Bu, muhalefetin kendi aynasına bakıp ürperdiği bir an.

Öncelikle, Özel'in konuşmasını baştan sona okudum, dinledim. Şiirsel girişler, tarih dersi havası, yerel seçim zaferlerini abartılı bir marifet gibi sunuş...

Hoş, hepsi tanıdık. CHP'nin klasik repertuarı; Atatürk'ü an, Kuva-yi Milliye'yi say, sonra meydanları doldurduğunuzu iddia et. Ama asıl mesele, o "Stockholm" çıkışı. 19 Mart seçimlerinden sonra Saraçhane ve Genel Merkez ziyaretlerini anıp, "baskıyla duyulan bağlılık" diye uyarıyor herkesi.

Kime? DEM Parti'ye mi, yoksa kendi ittifak koalisyonuna mı?

Sonradan "genel bir uyarı" diye kıvırdı, ama zar zor kurtuldukları "cellat" kim?
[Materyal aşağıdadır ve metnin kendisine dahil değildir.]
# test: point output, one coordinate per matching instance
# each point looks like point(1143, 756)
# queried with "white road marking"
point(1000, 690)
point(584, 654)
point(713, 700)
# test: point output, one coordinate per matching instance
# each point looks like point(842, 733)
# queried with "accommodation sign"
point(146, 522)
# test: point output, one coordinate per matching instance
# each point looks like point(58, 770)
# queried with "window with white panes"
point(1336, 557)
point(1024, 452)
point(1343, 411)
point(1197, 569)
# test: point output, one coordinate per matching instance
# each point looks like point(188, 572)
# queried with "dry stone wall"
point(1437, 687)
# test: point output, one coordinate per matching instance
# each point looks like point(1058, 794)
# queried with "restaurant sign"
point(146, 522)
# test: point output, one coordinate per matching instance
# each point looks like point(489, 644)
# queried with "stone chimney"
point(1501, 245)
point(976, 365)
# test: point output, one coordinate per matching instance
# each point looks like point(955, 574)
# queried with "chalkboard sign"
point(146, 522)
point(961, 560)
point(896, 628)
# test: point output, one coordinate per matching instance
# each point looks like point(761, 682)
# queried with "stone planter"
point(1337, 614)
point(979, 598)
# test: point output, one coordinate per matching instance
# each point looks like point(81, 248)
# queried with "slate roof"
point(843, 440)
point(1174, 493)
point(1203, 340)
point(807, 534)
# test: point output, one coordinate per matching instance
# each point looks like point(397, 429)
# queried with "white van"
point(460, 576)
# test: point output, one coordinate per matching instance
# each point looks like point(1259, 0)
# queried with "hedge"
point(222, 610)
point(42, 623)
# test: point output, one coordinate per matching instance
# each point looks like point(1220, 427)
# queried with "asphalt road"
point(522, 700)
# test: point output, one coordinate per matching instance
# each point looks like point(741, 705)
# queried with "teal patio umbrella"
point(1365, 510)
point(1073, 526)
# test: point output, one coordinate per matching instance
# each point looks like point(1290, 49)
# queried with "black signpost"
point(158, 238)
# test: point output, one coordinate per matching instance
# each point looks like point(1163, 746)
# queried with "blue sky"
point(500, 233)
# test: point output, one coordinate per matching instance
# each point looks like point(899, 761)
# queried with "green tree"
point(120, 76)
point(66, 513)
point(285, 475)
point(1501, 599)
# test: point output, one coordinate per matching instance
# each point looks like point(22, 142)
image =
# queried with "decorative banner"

Millet biliyor; Yıllarca ülkeyi yöneten, ama şimdi "cellat" diye yaftalanan o iktidar ki, 15 Temmuz'da milletin direnişiyle ayakta kaldı.

Özgür Özel, "cellat" derken kimi kastediyor? Erdoğan'ı mı, yoksa kendi partisinin geçmişteki darbe koalisyonlarını mı?

1960'ta Menderes'i idama götüren zihniyet, 1980'de aydınları heder eden darbe, 28 Şubat'ta başörtülü kızları okullardan kovduran vesayet...

Bunlar CHP'nin mirası değil mi? Şimdi kalkıp "Stockholm" diye nutuk çekmek, tam bir ironik facia.

Cumhurbaşkanı Erdoğan'ın yanıtı ise, tam bir devlet adamı duruşu. "Kürt kardeşim kimin cellat olduğunu çok iyi bilir" dedi. Müthiş bir özet.

DEM Parti Eş Başkanı Sezai Temelli'nin "Cellatlık CHP'nin geleneğidir" çıkışı da cabası.

Bakın, işte kutuplaşma burada. Bir yanda milletin birliğini savunan lider, öte yanda ittifak curcunası. Özel, Ekrem İmamoğlu'nu "A'dan Z'ye adayımız" diye parlatıyor, ama İmamoğlu'nun Silivri ziyaretleri, DEM'le el ele tutuşmaları...

Bunlar mı "teslimiyet" değil? İki yılda üye sayısını 2 milyona çıkardık diyor; bravo, ama o üyeler gerçekten "direnenler" mi, yoksa koltuk sevdalıları mı?

Tarih bize öğretir; Darbeler, kamplaşmalarla beslenir. 1971 Muhtırası'ndan FETÖ'nün çıkışına, oradan 15 Temmuz'a...

Her seferinde "birlik" diye diye bölünme ekilir.

Özel'in konuşması da öyle; "Bu kurultay muhalefetteki son kurultay" diyor, "iktidar zamanı". Hayal güzel, ama gerçek? Meydanlar dolmuyor, sokaklar taşmıyor; anketler yalan söyleyemez. Üstelik, "müesses nizamla işbirlikçi" diye parti içi temizlik vaadi... Kime? Kendi içindeki "kara düzen" seslerine mi? Bu, tam bir ayna oyunu.

Demokrasi, farklı fikirleri bir arada yaşatma sanatıdır. İslam da itikatta birlik ister, fikirde çeşitlilik.

Ama Özel gibi, bir benzetmeyle milleti "cellat-sevgili" ikilemine sokmak?

Bu, muhalefetin kendi Stockholm Sendromu. Yıllarca vesayete aşık olup, şimdi milletin iradesine karşı "baskı" diye veryansın etmek.

Selçuk Özdağ'ın dediği gibi "Fikirlerimiz farklı olmalı." Ama bu fark, kinle değil, akılla olmalı.

Özel'e ve CHP'ye çağrım;

Araştırın geçmişinizi, sorgulayın ittifaklarınızı. Amaç üzüm yemek olsun, bağcıyı dövmek değil.